Tuesday, 11 February 2025

Saincheisteanna Tráthúla - Topical Issue Debate

Early Childhood Care and Education

9:15 am

Photo of Marie SherlockMarie Sherlock (Dublin Central, Labour) | Oireachtas source

I start by offering my support to all those providing an early years service in this country. I pay tribute to all those staff and providers who go in day in, day out to do their very best for the families they look after. I am conscious that there are huge frustrations in the sector about core funding, wages and bureaucracy. Many service providers tell me they are running unviable services. Despite all these issues, they go in and provide a brilliant and much-needed service across every community in this country.

I raise the issue here of services that are experiencing difficult and specifically the powers of intervention and the resources to be made available by the Department of children to those services. We know that €331 million is being spent by the State in this year alone in core funding across almost 4,200 early years services. There is an unprecedented €1.37 billion in total funding to the sector this year. Despite this badly needed money, I have come to believe that the Department of children has far too little oversight over the governance structures of the early years services it funds. By extension, it is a shocking indictment of the Department that no powers of intervention exist when a service finds itself in difficulty.

I am currently witnessing a situation in Dublin 7, where a preschool service has announced the closure of an ECCE session with just eight days notice to parents and staff. There is a whole series of issues with regard to the notice. It should have been 30 days but because there is a whole range of sensitivities around the issue - I am not going to name the service - thankfully a two-week extension has been granted. The crucial point here is that if a closure of an ECCE service or session is announced, Pobal and the Department are effectively left powerless to act. They can offer supports and there is a sustainability fund in place, but at the end of the day if the management of a service decides to close, the State can do nothing to intervene. To me, that is not good enough. If a primary school or a secondary school gets into difficulty, there are very clear powers conveyed by the State to intervene. The State recognises the crucial importance of continued provision of primary and secondary education, but for early years services there is nothing.

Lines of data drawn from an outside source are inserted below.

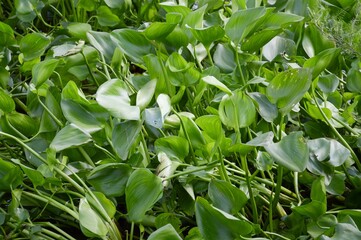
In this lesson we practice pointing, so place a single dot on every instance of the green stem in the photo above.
(197, 169)
(295, 181)
(187, 137)
(343, 141)
(15, 130)
(89, 69)
(105, 66)
(86, 156)
(250, 191)
(209, 56)
(131, 231)
(54, 203)
(222, 167)
(49, 112)
(239, 67)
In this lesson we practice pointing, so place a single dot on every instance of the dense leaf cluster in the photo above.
(206, 119)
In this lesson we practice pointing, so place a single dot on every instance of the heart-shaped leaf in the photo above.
(110, 178)
(43, 70)
(288, 88)
(113, 96)
(226, 197)
(291, 152)
(237, 110)
(123, 137)
(91, 221)
(143, 190)
(215, 224)
(69, 136)
(133, 43)
(165, 233)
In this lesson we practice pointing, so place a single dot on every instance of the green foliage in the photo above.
(201, 119)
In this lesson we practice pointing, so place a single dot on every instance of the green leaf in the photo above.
(110, 178)
(79, 30)
(194, 19)
(266, 109)
(288, 88)
(212, 125)
(99, 202)
(323, 60)
(4, 77)
(34, 175)
(291, 152)
(145, 94)
(166, 232)
(224, 58)
(173, 146)
(318, 205)
(7, 104)
(277, 46)
(166, 168)
(215, 82)
(33, 45)
(353, 79)
(314, 41)
(244, 22)
(172, 7)
(72, 92)
(159, 30)
(143, 190)
(43, 70)
(346, 231)
(177, 38)
(10, 176)
(226, 197)
(132, 43)
(25, 10)
(118, 3)
(102, 42)
(237, 110)
(259, 39)
(123, 137)
(69, 136)
(113, 96)
(80, 116)
(91, 221)
(106, 17)
(23, 123)
(177, 63)
(6, 35)
(282, 19)
(87, 5)
(208, 35)
(216, 224)
(193, 132)
(328, 150)
(328, 83)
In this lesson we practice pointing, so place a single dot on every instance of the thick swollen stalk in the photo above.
(251, 196)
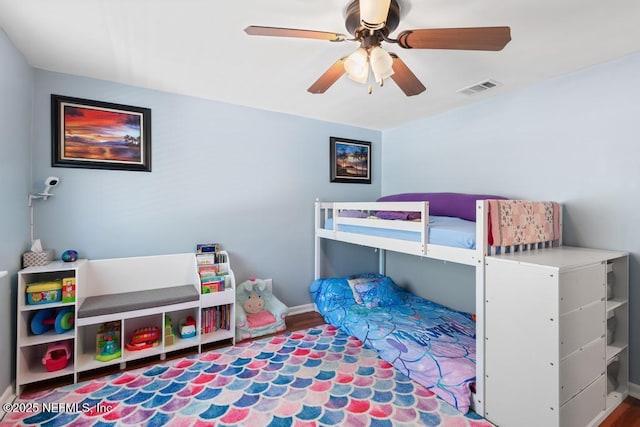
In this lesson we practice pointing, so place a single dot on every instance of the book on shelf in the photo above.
(212, 268)
(216, 318)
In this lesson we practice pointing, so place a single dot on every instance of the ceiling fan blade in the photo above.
(255, 30)
(404, 77)
(480, 38)
(329, 77)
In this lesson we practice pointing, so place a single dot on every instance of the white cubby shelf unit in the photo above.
(109, 277)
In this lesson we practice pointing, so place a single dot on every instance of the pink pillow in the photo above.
(259, 319)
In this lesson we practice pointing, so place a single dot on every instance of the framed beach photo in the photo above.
(350, 160)
(99, 135)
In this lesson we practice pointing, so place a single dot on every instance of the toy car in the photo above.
(143, 338)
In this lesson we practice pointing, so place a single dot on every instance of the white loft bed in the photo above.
(335, 221)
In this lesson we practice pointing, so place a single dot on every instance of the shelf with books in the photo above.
(217, 294)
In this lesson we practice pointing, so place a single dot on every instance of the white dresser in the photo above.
(549, 357)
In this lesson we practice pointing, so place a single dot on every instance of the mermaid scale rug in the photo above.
(316, 377)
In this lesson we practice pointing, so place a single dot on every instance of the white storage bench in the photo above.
(117, 304)
(136, 292)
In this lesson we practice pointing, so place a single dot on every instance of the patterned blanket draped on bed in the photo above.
(519, 222)
(430, 343)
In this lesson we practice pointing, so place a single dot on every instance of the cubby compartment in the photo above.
(92, 353)
(86, 337)
(46, 328)
(142, 336)
(184, 331)
(32, 367)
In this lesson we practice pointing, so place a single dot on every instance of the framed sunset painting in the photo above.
(99, 135)
(350, 160)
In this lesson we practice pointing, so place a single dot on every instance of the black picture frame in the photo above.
(350, 160)
(99, 135)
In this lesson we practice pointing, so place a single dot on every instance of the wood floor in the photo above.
(626, 415)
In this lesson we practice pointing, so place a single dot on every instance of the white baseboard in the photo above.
(298, 309)
(634, 390)
(7, 397)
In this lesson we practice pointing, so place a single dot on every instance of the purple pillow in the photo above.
(443, 204)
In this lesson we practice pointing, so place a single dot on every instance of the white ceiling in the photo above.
(199, 48)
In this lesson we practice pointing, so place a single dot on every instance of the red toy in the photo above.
(143, 338)
(57, 356)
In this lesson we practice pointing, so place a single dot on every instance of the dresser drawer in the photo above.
(581, 326)
(582, 409)
(582, 287)
(580, 369)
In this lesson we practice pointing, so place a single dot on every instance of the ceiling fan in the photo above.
(370, 22)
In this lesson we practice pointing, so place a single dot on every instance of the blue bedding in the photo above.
(443, 230)
(432, 344)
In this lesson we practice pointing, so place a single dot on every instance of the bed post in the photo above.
(482, 218)
(316, 265)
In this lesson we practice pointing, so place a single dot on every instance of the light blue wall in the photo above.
(574, 139)
(16, 79)
(220, 173)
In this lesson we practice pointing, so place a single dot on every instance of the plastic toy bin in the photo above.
(44, 293)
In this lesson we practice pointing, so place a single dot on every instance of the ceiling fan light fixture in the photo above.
(373, 13)
(357, 65)
(381, 64)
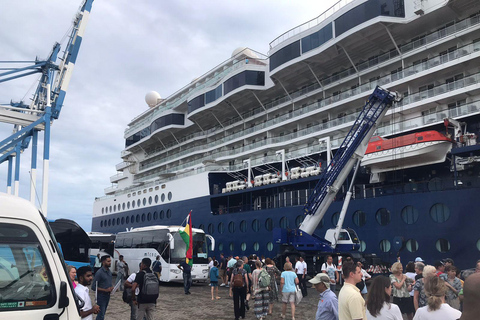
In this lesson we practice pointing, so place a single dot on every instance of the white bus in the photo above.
(166, 242)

The First 5 strategy document for babies and young children is a wonderful Government strategy that is full of ambition. Objective 8 is dedicated to children having access to safe, high-quality developmentally appropriate integrated early learning and care, but where is the real commitment by the Department to these children if it is prepared to allow children go without a vital ECCE service for weeks or months at what is a vital time in their lives? The implication here is that if a service closes for whatever reason, there is no immediate replacement. We know from talking to Pobal that at a bare minimum, even if a new service comes into an existing premises, we are looking at about six months before that service can reopen. That is unacceptable. Of course Tusla has to be engaged in a very detailed registration process. There are of course high standards for every early years service.

The reality then is that a community can be left without a service. The context here is that Stoneybatter suffered a loss of 105 preschool places in just a 12-month period. We have not seen the replacement of those places in the area. Indeed, those losses happened because of the actions of the former Department of the current Minister for children. A diktat from the Department of Education meant the licences of early years services within primary schools had to be terminated. In one instance, a room was left empty for eight months. I look forward to the response from the Minister of State, but I hope there will be some progress in terms of an intervention.